In assembly such a thing doesn’t exist. All you can do is compare one number with another. And really a comparison is just the result of subtracting the two numbers without actually doing the subtraction. At the end the CPU is left in a certain state, and by inspecting its flags you can work out what happened.
If the zero flag is set, both numbers are the same. If the zero flag isn’t set, they’re different. If the carry flag is set, the first number was smaller. If the carry wasn’t set, the first number was bigger.
If you think about this, it makes sense. Subtracting a number from itself results in zero as the answer, setting the zero flag. Subtracting a big number from a small number causes overflow – you need to carry in a 1 to balance out the maths.
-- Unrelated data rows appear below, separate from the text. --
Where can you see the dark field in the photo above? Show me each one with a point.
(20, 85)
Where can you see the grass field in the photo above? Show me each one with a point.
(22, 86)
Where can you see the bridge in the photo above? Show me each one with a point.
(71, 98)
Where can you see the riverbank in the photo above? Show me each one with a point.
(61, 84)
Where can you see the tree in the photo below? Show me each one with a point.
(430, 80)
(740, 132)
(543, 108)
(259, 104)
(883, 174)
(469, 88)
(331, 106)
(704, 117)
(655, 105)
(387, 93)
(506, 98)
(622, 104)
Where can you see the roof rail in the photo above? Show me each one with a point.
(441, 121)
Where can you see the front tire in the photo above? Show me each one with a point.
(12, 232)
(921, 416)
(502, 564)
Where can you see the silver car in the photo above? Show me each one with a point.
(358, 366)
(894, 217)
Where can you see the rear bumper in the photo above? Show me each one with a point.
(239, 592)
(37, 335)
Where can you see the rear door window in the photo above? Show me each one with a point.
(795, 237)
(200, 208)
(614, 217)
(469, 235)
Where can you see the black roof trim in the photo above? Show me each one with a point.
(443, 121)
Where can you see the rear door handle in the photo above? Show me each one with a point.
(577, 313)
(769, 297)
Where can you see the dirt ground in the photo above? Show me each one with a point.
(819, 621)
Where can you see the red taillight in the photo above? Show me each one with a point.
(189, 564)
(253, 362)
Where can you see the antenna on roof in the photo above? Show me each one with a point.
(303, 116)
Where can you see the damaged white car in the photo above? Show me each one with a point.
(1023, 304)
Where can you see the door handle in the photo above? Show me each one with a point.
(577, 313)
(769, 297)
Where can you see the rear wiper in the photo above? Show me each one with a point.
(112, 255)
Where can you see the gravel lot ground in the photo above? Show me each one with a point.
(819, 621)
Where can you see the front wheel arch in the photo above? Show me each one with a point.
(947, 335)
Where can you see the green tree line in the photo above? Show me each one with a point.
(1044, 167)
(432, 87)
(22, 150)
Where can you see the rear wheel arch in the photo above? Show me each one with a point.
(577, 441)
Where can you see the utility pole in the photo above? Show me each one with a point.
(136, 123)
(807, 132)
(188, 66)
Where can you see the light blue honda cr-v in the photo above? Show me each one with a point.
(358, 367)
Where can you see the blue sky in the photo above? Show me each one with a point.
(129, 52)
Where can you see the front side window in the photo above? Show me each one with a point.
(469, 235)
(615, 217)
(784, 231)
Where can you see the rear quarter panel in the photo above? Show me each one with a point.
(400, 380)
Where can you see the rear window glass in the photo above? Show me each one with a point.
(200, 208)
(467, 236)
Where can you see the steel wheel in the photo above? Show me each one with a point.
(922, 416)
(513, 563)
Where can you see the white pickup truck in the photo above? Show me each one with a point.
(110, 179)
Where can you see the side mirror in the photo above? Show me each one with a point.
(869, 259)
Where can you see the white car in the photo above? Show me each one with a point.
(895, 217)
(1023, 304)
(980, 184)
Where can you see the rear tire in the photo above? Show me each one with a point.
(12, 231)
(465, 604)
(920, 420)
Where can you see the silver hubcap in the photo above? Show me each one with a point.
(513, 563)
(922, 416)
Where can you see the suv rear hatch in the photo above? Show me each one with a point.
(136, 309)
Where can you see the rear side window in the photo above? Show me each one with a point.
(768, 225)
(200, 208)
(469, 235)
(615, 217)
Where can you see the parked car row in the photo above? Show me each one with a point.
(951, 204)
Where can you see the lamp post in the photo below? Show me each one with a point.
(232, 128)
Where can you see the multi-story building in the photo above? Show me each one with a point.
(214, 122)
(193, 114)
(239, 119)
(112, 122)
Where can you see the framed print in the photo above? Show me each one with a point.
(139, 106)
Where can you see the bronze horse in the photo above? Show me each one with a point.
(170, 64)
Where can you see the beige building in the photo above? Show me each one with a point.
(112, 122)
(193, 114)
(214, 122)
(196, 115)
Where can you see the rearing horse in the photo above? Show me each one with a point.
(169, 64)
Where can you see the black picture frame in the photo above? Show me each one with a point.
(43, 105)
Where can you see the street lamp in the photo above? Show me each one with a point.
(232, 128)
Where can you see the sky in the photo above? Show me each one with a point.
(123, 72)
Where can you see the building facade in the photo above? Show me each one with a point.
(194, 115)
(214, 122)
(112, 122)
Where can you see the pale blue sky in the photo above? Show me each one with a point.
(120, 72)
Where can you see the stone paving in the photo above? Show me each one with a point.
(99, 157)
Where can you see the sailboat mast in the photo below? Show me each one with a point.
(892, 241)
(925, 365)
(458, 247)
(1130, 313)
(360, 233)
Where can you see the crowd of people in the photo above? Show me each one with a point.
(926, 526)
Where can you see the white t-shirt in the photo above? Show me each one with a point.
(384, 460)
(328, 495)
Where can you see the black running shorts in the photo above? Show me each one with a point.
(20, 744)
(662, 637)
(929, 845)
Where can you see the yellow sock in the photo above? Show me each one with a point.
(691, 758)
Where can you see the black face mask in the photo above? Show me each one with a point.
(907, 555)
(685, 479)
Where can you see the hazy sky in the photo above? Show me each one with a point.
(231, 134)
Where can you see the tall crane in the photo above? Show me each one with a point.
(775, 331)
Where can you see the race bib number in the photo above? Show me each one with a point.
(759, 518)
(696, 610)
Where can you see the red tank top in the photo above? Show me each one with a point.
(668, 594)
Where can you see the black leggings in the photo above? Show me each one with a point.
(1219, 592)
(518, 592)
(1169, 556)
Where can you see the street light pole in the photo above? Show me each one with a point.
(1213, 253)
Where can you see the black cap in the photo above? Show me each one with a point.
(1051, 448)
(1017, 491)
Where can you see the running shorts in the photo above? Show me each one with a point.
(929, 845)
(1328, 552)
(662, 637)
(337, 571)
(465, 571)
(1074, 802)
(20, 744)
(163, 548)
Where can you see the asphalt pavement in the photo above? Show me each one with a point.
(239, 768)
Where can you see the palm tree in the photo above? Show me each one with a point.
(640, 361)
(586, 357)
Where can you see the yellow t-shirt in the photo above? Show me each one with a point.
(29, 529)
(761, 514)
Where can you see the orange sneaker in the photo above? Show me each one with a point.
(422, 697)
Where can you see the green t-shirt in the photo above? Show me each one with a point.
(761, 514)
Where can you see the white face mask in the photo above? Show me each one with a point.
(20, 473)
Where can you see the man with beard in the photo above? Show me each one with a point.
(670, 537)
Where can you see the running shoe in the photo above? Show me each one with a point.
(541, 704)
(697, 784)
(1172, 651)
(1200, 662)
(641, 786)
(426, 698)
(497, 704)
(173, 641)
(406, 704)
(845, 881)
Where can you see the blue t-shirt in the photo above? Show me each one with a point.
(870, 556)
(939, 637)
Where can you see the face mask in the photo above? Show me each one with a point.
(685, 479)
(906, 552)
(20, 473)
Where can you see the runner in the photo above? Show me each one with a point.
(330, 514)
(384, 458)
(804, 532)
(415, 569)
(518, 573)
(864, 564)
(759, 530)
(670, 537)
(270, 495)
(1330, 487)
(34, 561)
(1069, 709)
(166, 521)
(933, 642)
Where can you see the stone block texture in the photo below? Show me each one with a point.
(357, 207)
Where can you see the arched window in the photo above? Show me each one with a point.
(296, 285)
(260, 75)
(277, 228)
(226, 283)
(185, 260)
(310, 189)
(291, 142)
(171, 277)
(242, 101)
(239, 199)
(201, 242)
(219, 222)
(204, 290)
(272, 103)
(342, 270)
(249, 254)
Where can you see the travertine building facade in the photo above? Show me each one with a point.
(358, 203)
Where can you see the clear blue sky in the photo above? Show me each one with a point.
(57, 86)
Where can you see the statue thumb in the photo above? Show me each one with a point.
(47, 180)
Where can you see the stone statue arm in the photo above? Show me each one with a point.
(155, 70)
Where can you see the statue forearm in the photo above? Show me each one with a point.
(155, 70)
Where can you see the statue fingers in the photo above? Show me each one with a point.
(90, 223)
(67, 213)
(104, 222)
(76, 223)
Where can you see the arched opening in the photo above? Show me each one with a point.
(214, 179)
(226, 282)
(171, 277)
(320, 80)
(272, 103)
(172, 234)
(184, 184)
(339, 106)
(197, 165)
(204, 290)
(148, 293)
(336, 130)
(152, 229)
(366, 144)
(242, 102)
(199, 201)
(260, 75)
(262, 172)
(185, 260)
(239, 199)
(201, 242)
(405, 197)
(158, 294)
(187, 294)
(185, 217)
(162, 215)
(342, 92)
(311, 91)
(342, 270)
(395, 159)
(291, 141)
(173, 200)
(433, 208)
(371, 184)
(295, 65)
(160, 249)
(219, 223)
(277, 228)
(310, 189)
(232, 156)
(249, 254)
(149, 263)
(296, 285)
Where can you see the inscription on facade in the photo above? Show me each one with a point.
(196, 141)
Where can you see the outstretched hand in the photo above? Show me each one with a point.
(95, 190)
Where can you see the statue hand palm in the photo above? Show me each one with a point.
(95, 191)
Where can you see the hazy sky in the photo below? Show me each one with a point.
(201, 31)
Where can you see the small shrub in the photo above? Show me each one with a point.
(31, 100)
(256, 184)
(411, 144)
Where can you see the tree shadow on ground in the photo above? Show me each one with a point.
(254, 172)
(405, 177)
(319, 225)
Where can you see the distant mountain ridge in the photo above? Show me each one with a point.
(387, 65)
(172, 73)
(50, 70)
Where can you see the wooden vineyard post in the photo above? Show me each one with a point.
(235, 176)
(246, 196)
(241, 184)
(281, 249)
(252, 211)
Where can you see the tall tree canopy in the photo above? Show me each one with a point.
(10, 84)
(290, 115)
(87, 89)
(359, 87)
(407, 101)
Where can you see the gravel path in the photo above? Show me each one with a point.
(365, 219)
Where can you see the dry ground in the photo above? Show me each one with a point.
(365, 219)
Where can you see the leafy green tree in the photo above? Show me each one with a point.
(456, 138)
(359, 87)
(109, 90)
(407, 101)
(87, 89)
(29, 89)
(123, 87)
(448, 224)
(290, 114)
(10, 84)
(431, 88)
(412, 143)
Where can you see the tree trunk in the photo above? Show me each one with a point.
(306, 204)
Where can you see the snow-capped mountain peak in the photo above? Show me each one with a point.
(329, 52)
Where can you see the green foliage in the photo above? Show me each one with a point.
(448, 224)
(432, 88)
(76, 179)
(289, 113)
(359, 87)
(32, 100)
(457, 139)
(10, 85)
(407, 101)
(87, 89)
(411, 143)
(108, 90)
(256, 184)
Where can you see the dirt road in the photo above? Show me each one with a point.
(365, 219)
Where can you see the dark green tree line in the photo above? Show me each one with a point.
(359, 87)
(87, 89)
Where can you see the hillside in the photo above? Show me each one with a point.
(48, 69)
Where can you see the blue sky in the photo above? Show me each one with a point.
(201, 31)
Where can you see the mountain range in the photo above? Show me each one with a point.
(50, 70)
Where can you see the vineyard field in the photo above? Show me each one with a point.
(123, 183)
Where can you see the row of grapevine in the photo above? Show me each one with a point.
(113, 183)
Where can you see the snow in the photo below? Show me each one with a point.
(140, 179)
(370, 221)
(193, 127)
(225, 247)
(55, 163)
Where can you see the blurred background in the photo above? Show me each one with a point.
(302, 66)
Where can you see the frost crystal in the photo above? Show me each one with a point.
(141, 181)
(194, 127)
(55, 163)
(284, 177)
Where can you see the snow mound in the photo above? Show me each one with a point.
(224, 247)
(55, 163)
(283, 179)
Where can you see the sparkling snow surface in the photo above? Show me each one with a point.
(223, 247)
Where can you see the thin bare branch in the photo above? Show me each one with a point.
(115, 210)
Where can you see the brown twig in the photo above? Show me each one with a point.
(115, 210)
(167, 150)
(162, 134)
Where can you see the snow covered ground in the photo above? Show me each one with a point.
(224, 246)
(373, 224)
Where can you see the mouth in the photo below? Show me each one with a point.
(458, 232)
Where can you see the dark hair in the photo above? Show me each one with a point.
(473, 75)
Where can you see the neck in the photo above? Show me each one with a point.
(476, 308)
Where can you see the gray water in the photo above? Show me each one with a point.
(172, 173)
Here’s some code that works out which way to move a zombie towards the player. It’s full of this kind of logic.
loop:
; if zombie dead, skip it
push bc
ld de,(ix) ; zombie xy pos
ld a,(ix+2) ; zombie dead flag
cp 0
jp z, endloop ; dead zombie, ignore
; now calculate new zombie pos
; cp flags
; Z - a==d, NZ - a != d
; C - a<d
; NC - a >d
ld bc, (playerNew) ; player position
ld a,b ; x pos player
cp d ; x pos zombie
jp z,xsame ; player/zombie on same x
jp c,xbehind ; player behind zombie on x
jp nc,xfront ; player in front of zombie on x
Code language: HTML, XML (xml)
Learn Assembly!
I highly recommend you learn assembly programming if you’re a programmer. It doesn’t matter which CPU you try to learn (picking an 8 bit one makes it easier), the process of learning it will teach you a lot. There’s a specific mindset you get into when manually instructing the CPU; if you can remove one instruction the code runs faster. Sometimes you can reorganise code to use less registers.
It also massively helps with your problem solving skills. There were several moments when I had bugs, and couldn’t figure them out. My code looked like it was supposed to work but didn’t. Every single time I fixed these bugs, I learnt something new.
However if you’re going to learn assembly, do what I did and try to write a decent sized program in it. Forget the “add two numbers and print the answer” or the dry “write a program to calculate the area of a circle” type programs. Dig out a basic game or something and try to write that.
You don’t even need a computer to run your code on. Fire up an emulator of your favourite 8 bit machine and use that. I use the SJAsmPlus Z80 cross compiler, so I could develop on a modern machine and then run the code on the actual hardware. I could have easily run it on a Z80 emulator too.